Supreme Court Set to Hear NASA Background Check Case
October 5, 2010
After three years of litigation, appeals, public outcry on privacy-rights, etc. the U.S. Supreme Court will finally hear arguments as to whether subjecting NASA engineers to background checks is in fact, constitutional. Believe it or not, you might be surprised to learn that I am a bit torn on this case.
This morning, the LA Times published a letter written by Dennis V. Byrnes, principal engineer and chief engineer for flight mechanics at the Jet Propulsion Laboratory (JPL is the engineering company contracted by NASA), explaining why he is opposed to these checks. Brynes writes:
“You may ask what can be so bad? The full answer is long; however, the release form required to keep one’s job gives part of the answer:
“I authorize any investigator, special agent, or other duly accredited representative of the authorized federal agency conducting my background investigation, to obtain any information relating to my activities from schools, residential management agents, employers, criminal justice agencies, retail business establishments, or other sources of information. This information may include, but is not limited to, my academic, residential, achievement, performance, attendance, disciplinary, employment history, and criminal history record information.” [Emphasis added]. Additionally, if other releases are required for things such as medical records or tax forms, they too must be given.”
He goes on to say the following:
“I want to be very clear. Neither I nor any of the plaintiffs have anything to hide. I care nothing for my personal privacy. I care for the terrible damage being done to the guarantees of our Constitution. I care for the loss of trust most of us once had in our government. I care that the longstanding trust and collegiality between engineers and scientists at JPL and their management is being destroyed and replaced by a poisoned atmosphere of mistrust by employees and heavy-handed paternalism by management. I care that all across the country, many talented technical people will leave government service or choose not to apply in the first place because of this unwarranted assault on their constitutional freedoms. I fear that carried to its natural end, this process, with its false promise of national security at the expense of freedom, will forever damage our country.”
I wholeheartedly believe that NASA and any other employer for that matter, has the right to conduct background checks on any employees, whether current or prospective as a condition of employment.

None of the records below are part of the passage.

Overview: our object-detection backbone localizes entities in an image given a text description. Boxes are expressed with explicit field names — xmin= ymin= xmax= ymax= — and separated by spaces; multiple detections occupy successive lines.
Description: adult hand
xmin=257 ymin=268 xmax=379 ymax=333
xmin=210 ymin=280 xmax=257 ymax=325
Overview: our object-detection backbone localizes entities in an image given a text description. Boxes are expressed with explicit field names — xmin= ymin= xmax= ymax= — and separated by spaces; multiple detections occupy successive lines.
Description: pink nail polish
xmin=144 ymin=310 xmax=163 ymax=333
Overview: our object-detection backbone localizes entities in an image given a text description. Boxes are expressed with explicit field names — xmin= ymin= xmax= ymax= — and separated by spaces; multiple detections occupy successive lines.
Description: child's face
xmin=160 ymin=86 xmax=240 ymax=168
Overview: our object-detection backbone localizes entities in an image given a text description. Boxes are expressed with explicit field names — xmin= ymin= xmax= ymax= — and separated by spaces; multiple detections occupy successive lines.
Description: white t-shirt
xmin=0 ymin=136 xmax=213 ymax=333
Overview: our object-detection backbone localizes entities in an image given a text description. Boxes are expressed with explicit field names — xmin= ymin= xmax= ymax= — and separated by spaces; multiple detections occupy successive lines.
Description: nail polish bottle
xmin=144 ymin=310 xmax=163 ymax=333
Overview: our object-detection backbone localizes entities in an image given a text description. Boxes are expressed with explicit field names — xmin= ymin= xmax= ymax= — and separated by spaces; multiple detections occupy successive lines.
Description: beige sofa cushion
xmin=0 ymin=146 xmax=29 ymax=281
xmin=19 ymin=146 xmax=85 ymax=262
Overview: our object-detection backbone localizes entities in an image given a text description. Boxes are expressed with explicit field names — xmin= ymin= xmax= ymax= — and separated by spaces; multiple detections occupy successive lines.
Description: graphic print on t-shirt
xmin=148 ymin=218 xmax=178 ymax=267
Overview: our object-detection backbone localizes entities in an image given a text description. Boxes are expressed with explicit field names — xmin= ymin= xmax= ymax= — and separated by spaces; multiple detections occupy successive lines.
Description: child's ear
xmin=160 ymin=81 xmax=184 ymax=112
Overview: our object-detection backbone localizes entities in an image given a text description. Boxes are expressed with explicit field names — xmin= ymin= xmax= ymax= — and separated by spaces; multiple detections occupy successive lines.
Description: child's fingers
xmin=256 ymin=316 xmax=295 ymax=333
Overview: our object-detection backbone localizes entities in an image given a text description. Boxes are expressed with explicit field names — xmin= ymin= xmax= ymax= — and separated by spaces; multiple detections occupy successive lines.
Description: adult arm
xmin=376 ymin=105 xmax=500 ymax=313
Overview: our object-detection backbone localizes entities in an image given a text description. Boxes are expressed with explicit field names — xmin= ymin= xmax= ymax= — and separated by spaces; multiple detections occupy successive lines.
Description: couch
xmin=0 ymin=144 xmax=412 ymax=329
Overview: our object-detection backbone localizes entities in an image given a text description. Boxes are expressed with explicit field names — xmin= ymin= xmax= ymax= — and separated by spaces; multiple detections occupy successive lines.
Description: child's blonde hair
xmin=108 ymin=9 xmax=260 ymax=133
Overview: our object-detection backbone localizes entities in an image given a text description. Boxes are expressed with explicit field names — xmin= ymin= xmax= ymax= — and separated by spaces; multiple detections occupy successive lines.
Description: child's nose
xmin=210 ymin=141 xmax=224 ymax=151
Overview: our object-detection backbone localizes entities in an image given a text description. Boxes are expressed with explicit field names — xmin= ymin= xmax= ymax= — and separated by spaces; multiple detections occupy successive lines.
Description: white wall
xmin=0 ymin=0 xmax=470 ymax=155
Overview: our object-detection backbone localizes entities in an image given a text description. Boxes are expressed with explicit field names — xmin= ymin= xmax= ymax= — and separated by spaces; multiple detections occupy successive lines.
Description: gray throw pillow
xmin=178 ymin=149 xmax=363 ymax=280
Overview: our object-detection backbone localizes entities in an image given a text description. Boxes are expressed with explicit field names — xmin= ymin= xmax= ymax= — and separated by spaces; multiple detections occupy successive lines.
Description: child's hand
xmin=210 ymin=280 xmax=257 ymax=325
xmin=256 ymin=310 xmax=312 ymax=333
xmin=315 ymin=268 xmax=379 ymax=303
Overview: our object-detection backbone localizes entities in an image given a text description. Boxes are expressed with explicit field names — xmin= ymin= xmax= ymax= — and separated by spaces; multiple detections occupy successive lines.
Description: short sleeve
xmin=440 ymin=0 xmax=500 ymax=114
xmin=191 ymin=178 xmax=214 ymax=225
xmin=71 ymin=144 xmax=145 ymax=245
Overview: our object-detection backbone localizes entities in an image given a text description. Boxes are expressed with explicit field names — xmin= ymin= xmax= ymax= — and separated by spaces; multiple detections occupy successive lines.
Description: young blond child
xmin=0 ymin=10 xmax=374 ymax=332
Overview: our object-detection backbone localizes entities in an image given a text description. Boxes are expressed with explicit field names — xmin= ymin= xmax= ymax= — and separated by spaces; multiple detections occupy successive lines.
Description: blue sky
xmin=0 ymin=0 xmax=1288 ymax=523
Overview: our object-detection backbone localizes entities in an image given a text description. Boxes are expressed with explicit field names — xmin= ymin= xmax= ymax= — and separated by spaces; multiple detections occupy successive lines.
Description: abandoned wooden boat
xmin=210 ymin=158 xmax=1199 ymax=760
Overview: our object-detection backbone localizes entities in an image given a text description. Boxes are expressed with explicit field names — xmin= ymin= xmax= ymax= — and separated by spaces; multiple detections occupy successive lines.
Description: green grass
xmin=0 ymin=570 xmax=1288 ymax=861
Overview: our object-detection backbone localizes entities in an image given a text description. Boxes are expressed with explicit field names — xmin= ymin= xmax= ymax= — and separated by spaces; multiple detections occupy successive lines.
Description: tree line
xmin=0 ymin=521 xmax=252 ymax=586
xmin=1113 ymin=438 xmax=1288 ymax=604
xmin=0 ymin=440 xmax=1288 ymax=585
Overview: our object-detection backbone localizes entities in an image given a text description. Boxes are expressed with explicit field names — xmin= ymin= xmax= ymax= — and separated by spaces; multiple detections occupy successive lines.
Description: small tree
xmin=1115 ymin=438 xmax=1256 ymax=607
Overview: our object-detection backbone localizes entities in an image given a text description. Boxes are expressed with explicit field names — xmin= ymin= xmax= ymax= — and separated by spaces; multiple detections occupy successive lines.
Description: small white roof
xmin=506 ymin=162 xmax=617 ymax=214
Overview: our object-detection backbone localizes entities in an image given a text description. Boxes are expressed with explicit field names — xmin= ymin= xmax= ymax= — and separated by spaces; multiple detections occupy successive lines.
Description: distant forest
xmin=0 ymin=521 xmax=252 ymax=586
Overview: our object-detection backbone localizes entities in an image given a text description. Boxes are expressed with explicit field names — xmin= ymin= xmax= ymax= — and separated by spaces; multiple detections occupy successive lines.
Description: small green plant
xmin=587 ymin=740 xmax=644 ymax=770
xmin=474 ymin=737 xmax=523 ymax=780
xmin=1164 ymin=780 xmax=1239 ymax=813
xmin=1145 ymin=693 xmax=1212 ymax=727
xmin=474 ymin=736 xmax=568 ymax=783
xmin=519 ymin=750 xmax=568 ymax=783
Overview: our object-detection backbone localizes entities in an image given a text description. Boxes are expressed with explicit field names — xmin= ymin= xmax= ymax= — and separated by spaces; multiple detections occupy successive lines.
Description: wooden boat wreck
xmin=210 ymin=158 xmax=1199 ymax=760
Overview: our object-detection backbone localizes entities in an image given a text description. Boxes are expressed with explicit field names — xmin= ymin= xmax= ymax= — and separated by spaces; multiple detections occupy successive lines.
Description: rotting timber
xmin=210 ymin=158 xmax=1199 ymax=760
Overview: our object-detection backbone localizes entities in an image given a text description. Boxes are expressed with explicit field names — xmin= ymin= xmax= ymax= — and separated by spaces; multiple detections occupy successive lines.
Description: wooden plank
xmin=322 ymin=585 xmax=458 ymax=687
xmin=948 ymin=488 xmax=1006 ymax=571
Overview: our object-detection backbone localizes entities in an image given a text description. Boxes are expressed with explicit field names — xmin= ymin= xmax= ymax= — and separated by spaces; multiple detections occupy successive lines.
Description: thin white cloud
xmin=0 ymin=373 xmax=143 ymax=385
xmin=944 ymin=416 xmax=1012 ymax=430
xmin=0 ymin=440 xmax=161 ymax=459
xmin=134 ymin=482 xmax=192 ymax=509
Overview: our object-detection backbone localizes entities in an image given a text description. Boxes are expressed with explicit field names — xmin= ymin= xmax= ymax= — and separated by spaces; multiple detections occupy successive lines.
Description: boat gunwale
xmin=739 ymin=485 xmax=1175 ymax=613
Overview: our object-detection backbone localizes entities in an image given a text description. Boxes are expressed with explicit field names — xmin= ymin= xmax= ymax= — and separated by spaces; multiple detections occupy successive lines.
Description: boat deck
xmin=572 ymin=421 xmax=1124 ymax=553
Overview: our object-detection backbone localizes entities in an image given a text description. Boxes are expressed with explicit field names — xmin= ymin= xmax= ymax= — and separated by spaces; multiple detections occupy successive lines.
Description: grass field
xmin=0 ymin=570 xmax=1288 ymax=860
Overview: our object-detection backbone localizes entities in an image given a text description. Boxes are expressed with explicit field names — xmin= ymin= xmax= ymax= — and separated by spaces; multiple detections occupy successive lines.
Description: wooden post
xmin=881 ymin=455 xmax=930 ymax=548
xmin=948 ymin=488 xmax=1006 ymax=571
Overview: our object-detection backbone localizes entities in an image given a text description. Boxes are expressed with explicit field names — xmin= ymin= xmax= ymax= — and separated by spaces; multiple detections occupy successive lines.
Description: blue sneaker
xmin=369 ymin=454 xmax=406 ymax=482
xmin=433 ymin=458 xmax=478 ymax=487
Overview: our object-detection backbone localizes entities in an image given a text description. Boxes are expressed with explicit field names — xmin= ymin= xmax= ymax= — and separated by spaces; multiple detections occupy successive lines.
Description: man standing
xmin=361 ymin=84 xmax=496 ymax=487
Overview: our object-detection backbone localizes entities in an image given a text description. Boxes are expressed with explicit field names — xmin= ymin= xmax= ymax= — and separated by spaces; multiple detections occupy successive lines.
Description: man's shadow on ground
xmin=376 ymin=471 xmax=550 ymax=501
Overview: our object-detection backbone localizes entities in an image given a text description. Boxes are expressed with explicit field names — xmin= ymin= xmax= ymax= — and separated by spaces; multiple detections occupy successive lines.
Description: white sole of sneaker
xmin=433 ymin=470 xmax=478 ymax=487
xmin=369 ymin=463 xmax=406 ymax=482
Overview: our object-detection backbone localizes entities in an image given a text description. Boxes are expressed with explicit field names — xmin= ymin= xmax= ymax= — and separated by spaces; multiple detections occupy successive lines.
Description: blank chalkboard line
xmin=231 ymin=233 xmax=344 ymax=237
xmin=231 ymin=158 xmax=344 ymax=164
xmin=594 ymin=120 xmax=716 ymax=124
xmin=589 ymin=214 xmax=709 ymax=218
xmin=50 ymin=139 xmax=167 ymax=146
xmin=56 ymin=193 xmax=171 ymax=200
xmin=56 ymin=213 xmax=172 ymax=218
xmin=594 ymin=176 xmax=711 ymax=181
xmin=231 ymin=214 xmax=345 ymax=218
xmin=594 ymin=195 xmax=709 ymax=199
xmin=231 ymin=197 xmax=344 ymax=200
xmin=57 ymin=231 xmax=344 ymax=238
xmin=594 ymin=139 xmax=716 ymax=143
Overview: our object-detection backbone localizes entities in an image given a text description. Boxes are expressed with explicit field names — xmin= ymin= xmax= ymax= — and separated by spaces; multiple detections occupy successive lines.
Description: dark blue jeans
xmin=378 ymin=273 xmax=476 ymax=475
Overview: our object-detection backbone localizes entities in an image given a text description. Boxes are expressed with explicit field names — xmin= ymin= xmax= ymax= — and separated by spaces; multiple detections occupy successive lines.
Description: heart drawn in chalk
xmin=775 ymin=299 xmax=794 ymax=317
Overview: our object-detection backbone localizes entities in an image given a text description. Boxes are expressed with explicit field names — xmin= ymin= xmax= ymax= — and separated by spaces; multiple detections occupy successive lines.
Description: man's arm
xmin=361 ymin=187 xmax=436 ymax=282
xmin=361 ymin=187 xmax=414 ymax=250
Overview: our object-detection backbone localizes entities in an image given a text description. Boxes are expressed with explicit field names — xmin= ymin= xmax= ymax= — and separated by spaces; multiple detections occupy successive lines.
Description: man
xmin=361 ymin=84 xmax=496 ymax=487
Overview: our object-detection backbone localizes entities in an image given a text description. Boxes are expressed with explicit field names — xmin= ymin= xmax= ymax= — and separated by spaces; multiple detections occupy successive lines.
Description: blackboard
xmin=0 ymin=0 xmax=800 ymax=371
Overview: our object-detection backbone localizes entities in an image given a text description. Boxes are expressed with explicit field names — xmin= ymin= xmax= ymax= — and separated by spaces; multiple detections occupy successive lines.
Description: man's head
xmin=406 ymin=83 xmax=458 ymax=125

Byrnes general thoughts about background checks in the second quote make him appear to be out of touch with the current realities of today’s security conscious work environment. So while I don’t agree that background checks, in general, violate privacy and are unconstitutional, I am concerned that the screening criteria mentioned in the the former quote is not aligned with the position or job responsibilities; particularly the part about past medical records, residential management agents and retail business establishments. I also recall hearing a couple years ago that they were looking into the candidates sex lives including their sexual preferences (not sure whether that is true or not).
If what Byrnes says is correct about the fact that the work they perform is not top secret, classified, sensitive to the government, etc., then the screening criteria seems to be overreaching and should be re-evaluated. If the the government can demonstrate that the information sought has a direct bearing on the job, then so be it.
Here’s the bottom line: there is no reason why NASA engineers should not be subject to background checks including an exhaustive criminal records search, employment, education and professional license verifications, reference interviews, etc. They just need to ensure that the information they seek has a direct relationship to the job in question.